The case does not fall within Rule 24 (a), Rules of Civil Procedure for District Courts, 28 U.S.C.A. following section 723c, as the petitioners suppose. Concededly no statute gives them an "unconditional right to intervene", so that subdivision one is eliminated; and subdivision two is equally inapplicable, for they will not be "bound by a judgment in the action". Even though their claim should prove valid, the sale has not affected it, for the judgment preserves all prior liens and subjects the buyer's title to them. While it is permissible to add prior encumbrancers as defendants in an action of foreclosure in a federal court (Hagan v. Walker, 14 How. 29, 37, 14 L. Ed. 312), it is not necessary to do so (Jerome v. McCarter, 94 U.S. 734, 24 L. Ed. 136; Dial v. Reynolds, 96 U.S. 340, 24 L. Ed. 644) when the sale protects their rights. Persons claiming in hostility to the mortgagee and mortgagor cannot intervene to try out the controversy, although, if the foreclosing court lets them in and decides it, its decree is valid. Hefner v. Nothwestern Life Ins. Co., 123 U.S. 747, 8 S. Ct. 337, 31 L. Ed. 309. Finally the petitioners are not within the third subdivision of Rule 24(a) because they will not be "adversely affected by a distribution or other disposition of property in the custody of the court". This follows from what we have already said; the sale, being subject to prior liens, has not given the buyer any right as against the petitioners. Since the property is not of a kind which can be dissipated, it would have made no difference even if the buyer had been put in possession, though that was not done in this instance.

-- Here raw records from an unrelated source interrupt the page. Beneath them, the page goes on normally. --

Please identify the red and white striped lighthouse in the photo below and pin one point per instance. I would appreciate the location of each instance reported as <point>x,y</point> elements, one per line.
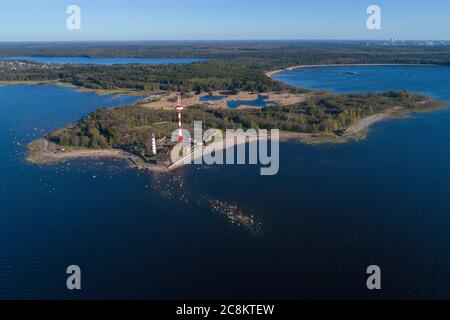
<point>179,109</point>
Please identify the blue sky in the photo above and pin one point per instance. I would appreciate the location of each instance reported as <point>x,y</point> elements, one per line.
<point>45,20</point>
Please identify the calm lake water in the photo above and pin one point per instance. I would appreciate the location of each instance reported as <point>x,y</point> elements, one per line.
<point>331,211</point>
<point>106,61</point>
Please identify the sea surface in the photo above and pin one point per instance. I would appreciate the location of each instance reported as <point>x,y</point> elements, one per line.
<point>105,61</point>
<point>332,210</point>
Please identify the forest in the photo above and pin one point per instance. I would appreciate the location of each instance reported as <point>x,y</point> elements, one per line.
<point>230,66</point>
<point>130,127</point>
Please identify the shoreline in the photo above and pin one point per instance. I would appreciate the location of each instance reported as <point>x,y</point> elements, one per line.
<point>270,74</point>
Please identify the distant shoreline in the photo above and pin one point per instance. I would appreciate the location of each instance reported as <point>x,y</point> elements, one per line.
<point>270,74</point>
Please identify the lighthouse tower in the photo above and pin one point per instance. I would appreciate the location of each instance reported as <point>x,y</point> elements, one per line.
<point>179,109</point>
<point>153,144</point>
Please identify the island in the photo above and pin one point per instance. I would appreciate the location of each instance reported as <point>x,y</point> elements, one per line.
<point>231,73</point>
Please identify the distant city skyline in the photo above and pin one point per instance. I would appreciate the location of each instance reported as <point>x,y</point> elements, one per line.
<point>140,20</point>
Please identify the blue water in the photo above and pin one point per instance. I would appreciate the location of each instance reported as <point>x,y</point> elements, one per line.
<point>259,102</point>
<point>212,98</point>
<point>106,61</point>
<point>431,80</point>
<point>332,211</point>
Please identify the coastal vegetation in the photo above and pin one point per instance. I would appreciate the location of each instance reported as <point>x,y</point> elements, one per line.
<point>130,128</point>
<point>230,66</point>
<point>233,68</point>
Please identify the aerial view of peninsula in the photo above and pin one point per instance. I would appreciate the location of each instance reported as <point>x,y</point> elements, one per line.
<point>189,150</point>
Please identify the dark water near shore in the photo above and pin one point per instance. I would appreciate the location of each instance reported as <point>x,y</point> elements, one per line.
<point>331,212</point>
<point>106,61</point>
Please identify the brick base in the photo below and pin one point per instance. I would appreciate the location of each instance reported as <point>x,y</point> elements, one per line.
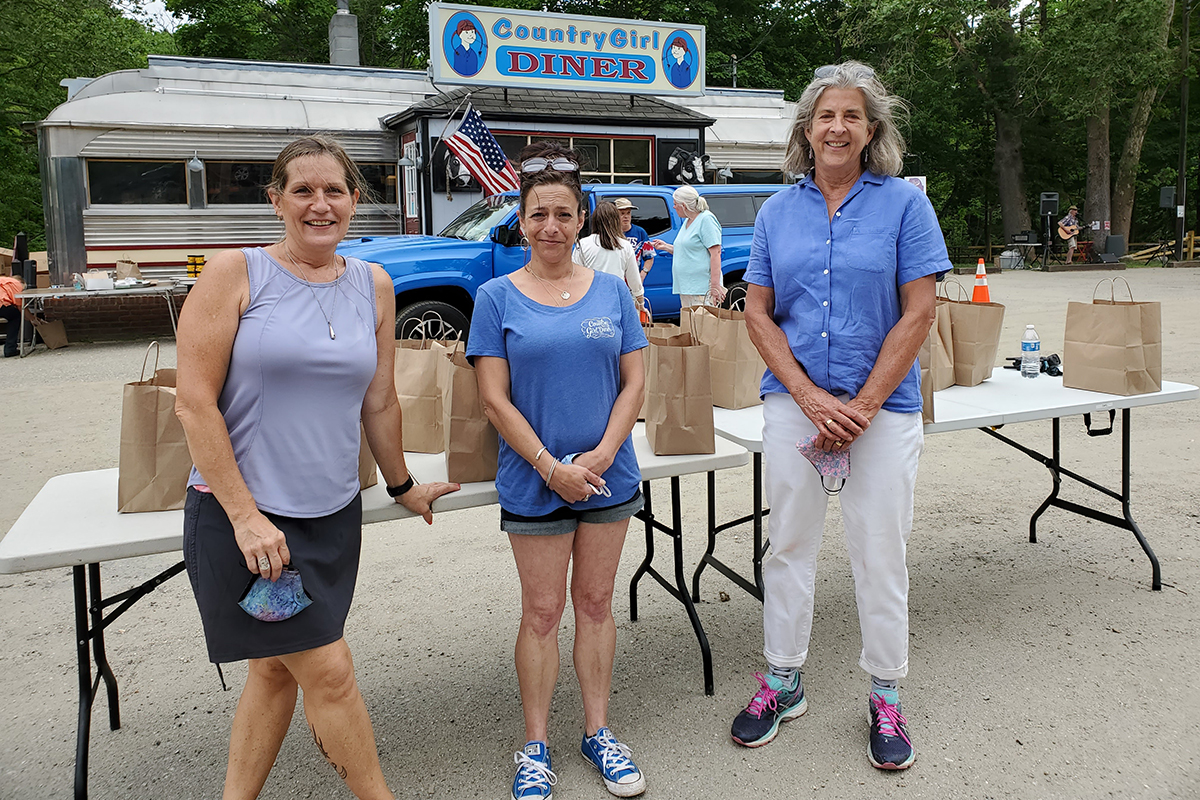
<point>105,319</point>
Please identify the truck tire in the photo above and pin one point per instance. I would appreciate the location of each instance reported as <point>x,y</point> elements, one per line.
<point>431,319</point>
<point>736,295</point>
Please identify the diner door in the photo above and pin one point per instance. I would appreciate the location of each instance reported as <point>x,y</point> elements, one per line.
<point>409,203</point>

Thus intervention was "permissive" under Rule 24(b) and within the discretion of the district court. No conceivable abuse of discretion existed and the appeal did not lie. New York v. Consolidated Gas Co., 253 U.S. 219, 40 S. Ct. 511, 64 L. Ed. 870. In Re Dolcater, 2 Cir., 106 F.2d 30. We need not consider whether in any event the execution of the judgment by sale made the appeal moot.